Lessons from the cat.

The Victorian era threw up some extraordinary characters, amongst them Charles Dodgson, better known by his pseudonym, Lewis Carrol

Here was a man who is best known for a children’s story, one that has deep messages for adults together with the absorbing story for kids, but whose body of work includes hugely creative endeavors in  mathematics and photography, as well as writing in all its forms. 

Looking for something to use in a seminar on innovation a while ago, I stumbled across a wonderful quotation that encompasses the challenges many find when trying to build an innovation culture in their organisations, and it comes from one of Alice’s conversations with the cat.

 

“Can you tell me which way I ought to go from here” said Alice

“That depends a good deal on where you want to get to” said the cat

” I don’t much care where” said Alice

“Then it doesn’t matter which way you walk” said the cat.

Seems to me to be a great explanation for the necessity of having a plan, with a worthwhile goal as the objective of a journey, and all innovation is after all, just a journey.

 

 

Marketing as a system.

 

Firms are successful when all the elements of strategy development and execution are ‘aligned”, when functional management works in a synergistic manner, and when personal best interests are best served by serving the best interests of the firm.

When this happens, the whole “system” is working in an optimized manner.

The real challenge is to design a new system, one that redraws the rules of the business model, one that creates a new system.

The opportunities that will emerge out of meeting the challenges of climate change are going to be new systems, not a modified version of existing ones. It has always been this way with disruptive innovation.

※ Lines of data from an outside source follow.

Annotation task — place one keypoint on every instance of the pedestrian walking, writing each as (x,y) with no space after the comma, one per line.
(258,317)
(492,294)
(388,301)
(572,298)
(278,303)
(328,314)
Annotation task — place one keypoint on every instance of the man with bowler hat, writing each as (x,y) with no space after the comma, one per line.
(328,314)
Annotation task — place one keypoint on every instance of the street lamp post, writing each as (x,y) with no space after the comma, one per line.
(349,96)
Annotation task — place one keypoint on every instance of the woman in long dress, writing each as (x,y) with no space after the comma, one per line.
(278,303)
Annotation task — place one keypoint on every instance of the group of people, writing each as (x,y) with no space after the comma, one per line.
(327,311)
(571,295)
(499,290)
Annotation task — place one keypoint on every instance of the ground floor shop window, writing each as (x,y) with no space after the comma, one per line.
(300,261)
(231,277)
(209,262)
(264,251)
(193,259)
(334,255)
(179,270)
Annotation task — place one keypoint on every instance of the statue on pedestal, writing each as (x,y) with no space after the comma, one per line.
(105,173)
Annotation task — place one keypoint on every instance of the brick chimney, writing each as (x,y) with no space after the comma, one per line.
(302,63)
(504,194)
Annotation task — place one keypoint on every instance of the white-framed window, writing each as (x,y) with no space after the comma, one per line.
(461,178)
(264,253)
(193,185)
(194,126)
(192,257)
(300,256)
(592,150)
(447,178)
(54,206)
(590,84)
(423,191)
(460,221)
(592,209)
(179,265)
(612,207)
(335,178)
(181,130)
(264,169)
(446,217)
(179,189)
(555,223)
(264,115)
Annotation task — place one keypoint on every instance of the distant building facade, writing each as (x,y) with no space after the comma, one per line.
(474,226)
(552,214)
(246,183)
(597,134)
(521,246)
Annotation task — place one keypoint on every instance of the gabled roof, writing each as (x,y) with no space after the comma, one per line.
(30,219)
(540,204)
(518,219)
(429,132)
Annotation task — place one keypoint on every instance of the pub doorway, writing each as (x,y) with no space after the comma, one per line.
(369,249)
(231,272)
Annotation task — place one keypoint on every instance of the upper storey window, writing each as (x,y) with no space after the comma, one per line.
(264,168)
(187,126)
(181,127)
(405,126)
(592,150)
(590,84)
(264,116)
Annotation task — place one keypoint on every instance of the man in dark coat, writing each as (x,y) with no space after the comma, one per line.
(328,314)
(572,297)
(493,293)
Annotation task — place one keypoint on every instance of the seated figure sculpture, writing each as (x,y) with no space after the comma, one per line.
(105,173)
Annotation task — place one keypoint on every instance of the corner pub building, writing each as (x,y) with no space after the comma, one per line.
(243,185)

Shai Agassi has evolved a new system to replace the car. He is testing with the assistance if the Israeli government a system of electric cars with points that replace the batteries, rather than just recharging, but you pay for the miles driven, not to buy and maintain the car.

Familiar?

If you have a mobile phone on some sort of a plan, that is the system that as been adapted by Agassi’s “Better Place” to provide transport, just the way a phone provides communication.

Planning saves work

  Small businesses often do not spend the time to develop strategy, agreeing priorities, developing a point of difference, and a plan to execute in the marketplace, and as a result find themselves running harder and harder just to keep up.

Developing a Value Proposition to a defined group of customers is as important to a small business as it is to a large one, perhaps more so as an SME does not normally have the resources to waste on efforts that do offer a return, and they generally have less “fat” in the system to absorb mistakes.

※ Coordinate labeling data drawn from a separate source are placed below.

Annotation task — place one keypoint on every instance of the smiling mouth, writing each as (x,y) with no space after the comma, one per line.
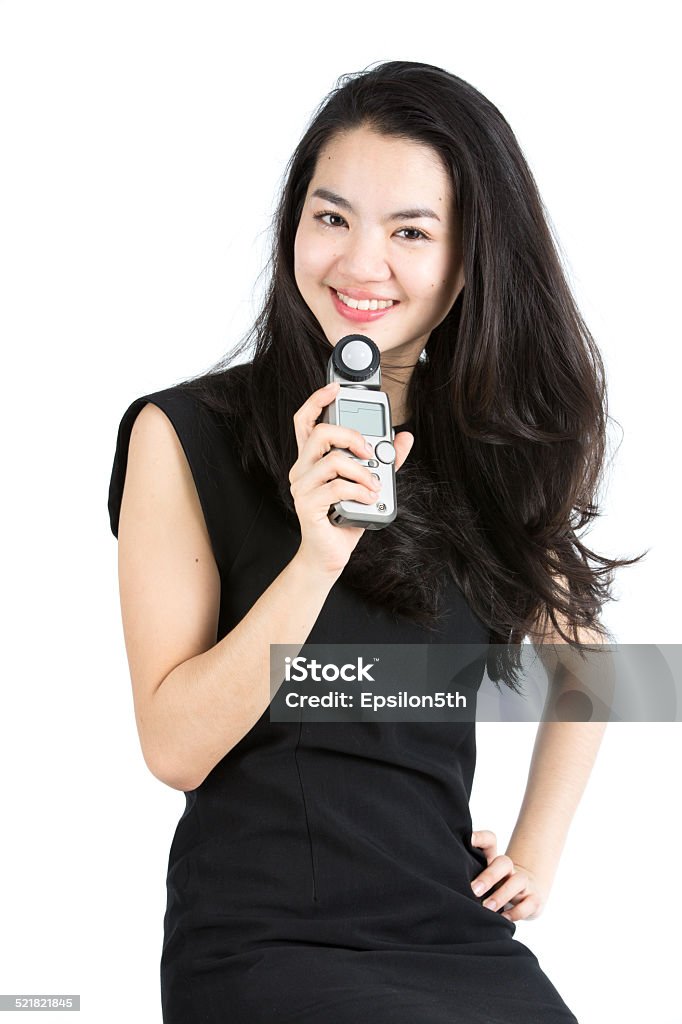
(363,305)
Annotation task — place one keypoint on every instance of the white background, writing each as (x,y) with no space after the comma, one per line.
(141,147)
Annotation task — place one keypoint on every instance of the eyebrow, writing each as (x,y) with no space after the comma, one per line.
(418,211)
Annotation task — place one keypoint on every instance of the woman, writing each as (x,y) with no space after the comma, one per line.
(326,870)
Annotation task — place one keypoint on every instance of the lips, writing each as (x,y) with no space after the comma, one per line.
(358,315)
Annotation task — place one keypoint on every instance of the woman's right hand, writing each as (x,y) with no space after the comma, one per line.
(318,480)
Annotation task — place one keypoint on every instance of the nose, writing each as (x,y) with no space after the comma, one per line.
(364,258)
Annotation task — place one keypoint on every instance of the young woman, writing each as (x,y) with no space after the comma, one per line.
(328,871)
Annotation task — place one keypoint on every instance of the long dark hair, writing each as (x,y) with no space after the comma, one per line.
(509,403)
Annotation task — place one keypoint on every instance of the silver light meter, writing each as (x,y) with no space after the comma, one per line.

Time spent planning up front always pays dividends in time and resource expenditure down the track.

 

Depth Vs width.

How do you engage with hundreds of people as “friends”?

On a personal level, you may engage deeply with a few, maybe a few dozen, electronically, there may be a group with a specific interest, and you engage with them in a club-type situation, 100 perhaps,150?, but any more and it is not engagement, just some sort of  casual interaction, in no way engagement.

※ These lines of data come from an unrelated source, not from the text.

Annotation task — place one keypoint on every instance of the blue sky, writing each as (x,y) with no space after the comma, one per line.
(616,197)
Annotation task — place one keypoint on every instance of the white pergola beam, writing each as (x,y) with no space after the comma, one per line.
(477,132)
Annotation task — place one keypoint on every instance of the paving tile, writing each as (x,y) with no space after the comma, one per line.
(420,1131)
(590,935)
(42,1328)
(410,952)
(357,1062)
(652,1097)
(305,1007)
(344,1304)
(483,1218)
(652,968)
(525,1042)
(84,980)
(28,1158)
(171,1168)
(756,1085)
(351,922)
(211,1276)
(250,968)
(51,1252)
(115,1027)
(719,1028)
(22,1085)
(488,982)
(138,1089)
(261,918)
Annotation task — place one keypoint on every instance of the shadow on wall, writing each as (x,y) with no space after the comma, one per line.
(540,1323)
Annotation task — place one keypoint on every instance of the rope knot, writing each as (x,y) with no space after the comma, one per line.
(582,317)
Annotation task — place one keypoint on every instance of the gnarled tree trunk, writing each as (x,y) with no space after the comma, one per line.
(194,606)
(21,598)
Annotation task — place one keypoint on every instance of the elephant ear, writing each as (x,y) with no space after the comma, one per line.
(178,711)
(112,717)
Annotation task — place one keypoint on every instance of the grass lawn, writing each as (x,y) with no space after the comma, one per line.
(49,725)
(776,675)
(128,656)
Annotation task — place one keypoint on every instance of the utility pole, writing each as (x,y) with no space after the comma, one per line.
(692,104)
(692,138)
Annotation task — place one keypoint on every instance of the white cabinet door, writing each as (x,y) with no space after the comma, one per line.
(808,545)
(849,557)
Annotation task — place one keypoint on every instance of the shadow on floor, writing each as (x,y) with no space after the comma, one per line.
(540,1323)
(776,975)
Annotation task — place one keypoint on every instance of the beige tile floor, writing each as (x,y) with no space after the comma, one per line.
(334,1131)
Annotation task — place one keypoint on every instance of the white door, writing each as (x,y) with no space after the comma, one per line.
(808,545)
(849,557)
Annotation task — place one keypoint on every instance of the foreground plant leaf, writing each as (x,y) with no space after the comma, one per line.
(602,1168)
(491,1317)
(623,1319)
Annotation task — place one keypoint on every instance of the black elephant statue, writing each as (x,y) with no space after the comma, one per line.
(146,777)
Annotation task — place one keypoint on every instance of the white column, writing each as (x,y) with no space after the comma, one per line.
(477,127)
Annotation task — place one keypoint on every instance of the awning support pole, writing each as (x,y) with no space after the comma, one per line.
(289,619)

The depth of personal relationships simply do not scale.

Our social networking tools have opened new avenues of connection, they are wide, but the width is not a substitute for the depth that can only evolve through a personal connection.

This is one situation where numbers simply do not count, where less is often more, so do not confuse the numbers of contacts with quality of interaction.

The only sustainable advantage.

The evolution of the commercial and legal frameworks within which we live has left us with the notion of the firm as a legal entity, responsible for its debts, its own destiny, and to its owners for a return on the capital risked to fund activities.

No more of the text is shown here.